Volume 80, Number 25 | November 18 - 24, 2010
West and East Village, Chelsea, Soho, Noho, Little Italy, Chinatown and Lower East Side, Since 1933
The peddling of pedaling and those pesky pedestrians
By Daniel Meltzer
We are still at war in Vietnam (excuse me, Afghanistan); the Dems have taken a shellacking in the election, and the politics are smarmier than ever; unemployment is still pushing 10 percent and the checks are running (or have run) out for many; the local murder and MetroCard rates are rising; for the second year in a row Social Security isn’t and may not for years to come; Season 4 of “Mad Men” has ended with another cliffhanger, nobody knows when Season 5 will appear, support groups are forming to deal with withdrawal issues; and Manhattanites are squaring off…over what?
Lines have been drawn in axle grease and thick, white, street-corner crossing paint. On the Upper West Side, for one, opposing factions have formed over the hard-fought Columbus Ave. bike lane that was green-lighted in the spring by Community Board 7. The lane, which will run, or pedal, for starters, between W. 96th and 77th Sts., has generated gallons of ink and toner and tons of pixels in newspapers and on Web sites, as well as numerous cubic feet of overheated air on the airwaves and across cyberspace.
I am on record saying I think the Columbus lane was a bad idea, was approved too quickly, and that it would likely cause trouble. I believe it still is, was, and has. (Don’t wave that bicycle pump at me unless you intend to use it.)

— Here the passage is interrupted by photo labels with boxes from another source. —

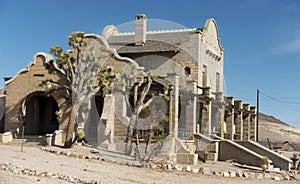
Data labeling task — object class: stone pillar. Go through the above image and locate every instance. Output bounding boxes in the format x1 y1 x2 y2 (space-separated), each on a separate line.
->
211 92 224 137
167 73 179 138
243 104 250 141
234 100 243 140
250 106 257 141
224 97 235 140
185 80 197 134
201 87 211 137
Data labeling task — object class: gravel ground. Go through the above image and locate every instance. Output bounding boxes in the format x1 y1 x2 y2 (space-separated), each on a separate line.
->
0 145 299 184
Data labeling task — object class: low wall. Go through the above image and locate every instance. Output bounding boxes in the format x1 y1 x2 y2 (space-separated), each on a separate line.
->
219 140 263 167
237 141 292 171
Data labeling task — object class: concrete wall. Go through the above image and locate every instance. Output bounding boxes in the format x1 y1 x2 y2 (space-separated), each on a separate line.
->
219 140 263 167
237 141 292 171
4 53 67 133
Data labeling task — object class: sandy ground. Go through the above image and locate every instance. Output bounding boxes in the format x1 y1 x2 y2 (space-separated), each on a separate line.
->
0 145 300 184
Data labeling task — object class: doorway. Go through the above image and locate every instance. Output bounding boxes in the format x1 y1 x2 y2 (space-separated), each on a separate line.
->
24 93 59 135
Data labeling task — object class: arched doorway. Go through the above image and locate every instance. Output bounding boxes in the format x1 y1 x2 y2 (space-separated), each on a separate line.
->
24 92 59 135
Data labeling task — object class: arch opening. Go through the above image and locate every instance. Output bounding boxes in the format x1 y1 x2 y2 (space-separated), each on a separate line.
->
24 92 59 135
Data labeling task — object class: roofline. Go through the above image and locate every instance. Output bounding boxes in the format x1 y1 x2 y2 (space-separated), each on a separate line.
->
113 28 200 36
203 18 224 51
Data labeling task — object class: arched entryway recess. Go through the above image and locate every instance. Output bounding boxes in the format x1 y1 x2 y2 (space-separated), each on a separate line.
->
24 92 59 135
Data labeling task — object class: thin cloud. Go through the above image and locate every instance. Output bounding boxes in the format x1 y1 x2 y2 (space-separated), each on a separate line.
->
279 35 300 52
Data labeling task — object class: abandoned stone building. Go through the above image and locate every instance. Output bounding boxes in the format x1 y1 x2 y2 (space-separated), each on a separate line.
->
0 14 291 170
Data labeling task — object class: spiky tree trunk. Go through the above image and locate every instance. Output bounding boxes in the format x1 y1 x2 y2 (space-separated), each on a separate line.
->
125 75 152 157
64 103 79 148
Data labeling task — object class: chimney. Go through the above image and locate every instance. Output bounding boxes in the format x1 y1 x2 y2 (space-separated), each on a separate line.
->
134 14 147 46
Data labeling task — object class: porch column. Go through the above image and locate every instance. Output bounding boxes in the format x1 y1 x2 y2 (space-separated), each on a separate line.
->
201 87 211 137
211 92 224 137
234 100 243 140
243 104 250 141
185 79 197 135
167 73 179 138
250 106 257 141
224 97 235 140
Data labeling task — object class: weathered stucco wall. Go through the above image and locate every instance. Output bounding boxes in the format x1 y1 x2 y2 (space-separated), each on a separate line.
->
4 53 68 133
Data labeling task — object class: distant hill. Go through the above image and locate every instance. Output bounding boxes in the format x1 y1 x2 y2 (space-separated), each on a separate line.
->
259 113 290 126
258 113 300 151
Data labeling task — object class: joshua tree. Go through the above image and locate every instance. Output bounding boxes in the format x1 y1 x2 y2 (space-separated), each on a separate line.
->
42 32 115 148
125 73 166 159
291 153 299 169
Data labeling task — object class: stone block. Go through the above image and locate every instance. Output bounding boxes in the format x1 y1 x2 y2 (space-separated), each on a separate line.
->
176 153 198 165
205 153 218 161
205 142 219 153
0 132 13 144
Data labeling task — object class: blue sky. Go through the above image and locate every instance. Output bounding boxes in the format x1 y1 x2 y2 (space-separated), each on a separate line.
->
0 0 300 128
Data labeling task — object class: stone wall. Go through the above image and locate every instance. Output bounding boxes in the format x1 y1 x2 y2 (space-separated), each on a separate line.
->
219 140 262 167
4 53 66 133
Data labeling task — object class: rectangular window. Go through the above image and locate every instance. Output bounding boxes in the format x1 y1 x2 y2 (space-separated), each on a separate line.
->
202 65 207 87
216 72 220 92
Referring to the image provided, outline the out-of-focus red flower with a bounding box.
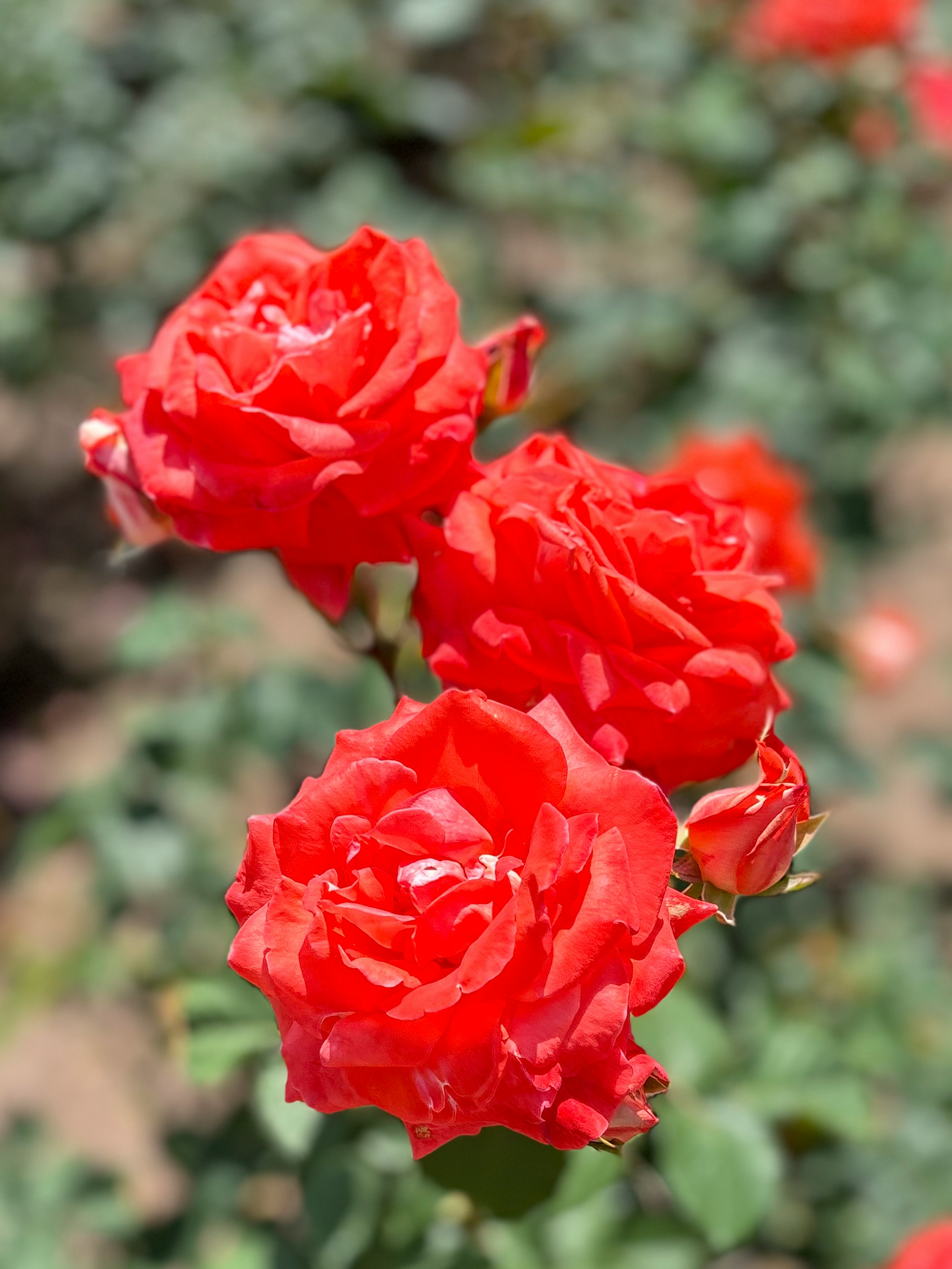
[411,435,795,788]
[80,228,538,617]
[738,0,922,60]
[665,433,820,591]
[849,105,900,160]
[887,1217,952,1269]
[480,315,546,423]
[687,735,810,895]
[229,692,713,1156]
[906,60,952,152]
[840,607,924,692]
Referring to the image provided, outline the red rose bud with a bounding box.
[687,735,810,895]
[738,0,922,60]
[229,692,713,1157]
[80,228,487,618]
[409,435,795,788]
[478,315,546,426]
[887,1217,952,1269]
[665,433,820,591]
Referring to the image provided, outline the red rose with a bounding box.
[410,437,795,788]
[665,433,820,590]
[739,0,922,58]
[889,1217,952,1269]
[906,58,952,153]
[81,228,487,617]
[229,692,712,1156]
[687,735,810,895]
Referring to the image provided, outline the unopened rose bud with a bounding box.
[687,735,810,895]
[480,315,546,425]
[840,608,924,692]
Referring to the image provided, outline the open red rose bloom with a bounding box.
[80,228,486,617]
[664,433,820,591]
[229,692,713,1156]
[411,437,795,788]
[740,0,922,58]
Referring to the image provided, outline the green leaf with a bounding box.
[632,983,731,1089]
[253,1058,324,1159]
[188,1022,278,1084]
[655,1100,781,1251]
[421,1128,565,1217]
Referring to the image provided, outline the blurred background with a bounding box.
[0,0,952,1269]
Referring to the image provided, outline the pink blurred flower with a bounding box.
[664,433,820,591]
[840,607,924,692]
[738,0,922,60]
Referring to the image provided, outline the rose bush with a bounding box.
[410,437,795,788]
[80,228,499,617]
[664,433,820,591]
[229,692,713,1156]
[739,0,922,58]
[889,1217,952,1269]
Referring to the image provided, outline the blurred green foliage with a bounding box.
[0,0,952,1269]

The mayor, the City Council, a flotilla of cyclists and none other than our generally right-on Borough President Scott Stringer — our most proactive and community-conscious B.P. in recent memory, defender of renters, mom-and-pop stores, good community causes in general, and promoter of progress — have all been enthusiastically supporting the project, the strip of exclusive real estate for the pedal-pumpers, from the get-go.
For starters, the bike path narrows car and truck lanes by as much as 2 feet each on the often-congested Columbus. And few cyclists are reported to be using the new amenity provided them. In addition, there are complaints that bad biker behavior continues to annoy and sometimes endanger pedestrians — ignoring red lights, going the wrong way, riding on the sidewalks as before — while drivers and walkers are disrespecting the cyclists by “getting in their way,” by cutting them off or walking or standing in front of them at intersections. And yet, the powers that be, as they are known, still think this is a good idea. Maybe not as good as they thought it was before, but still the way to go.
A key problem, it would seem, and Stringer seems to concur, is that there don’t really seem to be enough enforceable laws governing bike riders, few for which they can be legally stopped or ticketed. But if there were, and someone got too many summonses, what could the authorities do — take away their feet?
Bikes and cyclists aren’t licensed. Should they be? Should they have to pass a pedaling exam? Should they be registered and carry numbered plates so they can be traced after an incident? The good thing about licenses, of course, is that they can be suspended or revoked.
Also, the environmental argument in favor of the lanes is weak. It is doubtful that bikers are would-be motorists. They more likely would be transit riders, thus subtracting from the M.T.A., which keeps raising the fares.
B.P. Stringer (no connection with the oil company), while still backing the program, justly conceded recently to Brian Lehrer on WNYC that perhaps this was a bit hastily done, that the lanes were created before clear-cut rules and regs for their use had been established. He wisely is calling for the codifying of actionable offenses by the City Council to ensure safety for all concerned, if also more work for the N.Y.P.D. and the courts.
Let’s hope the Council will put this on a fast track, stop and look both ways before moving forward, and before someone gets hurt or all-out war is declared.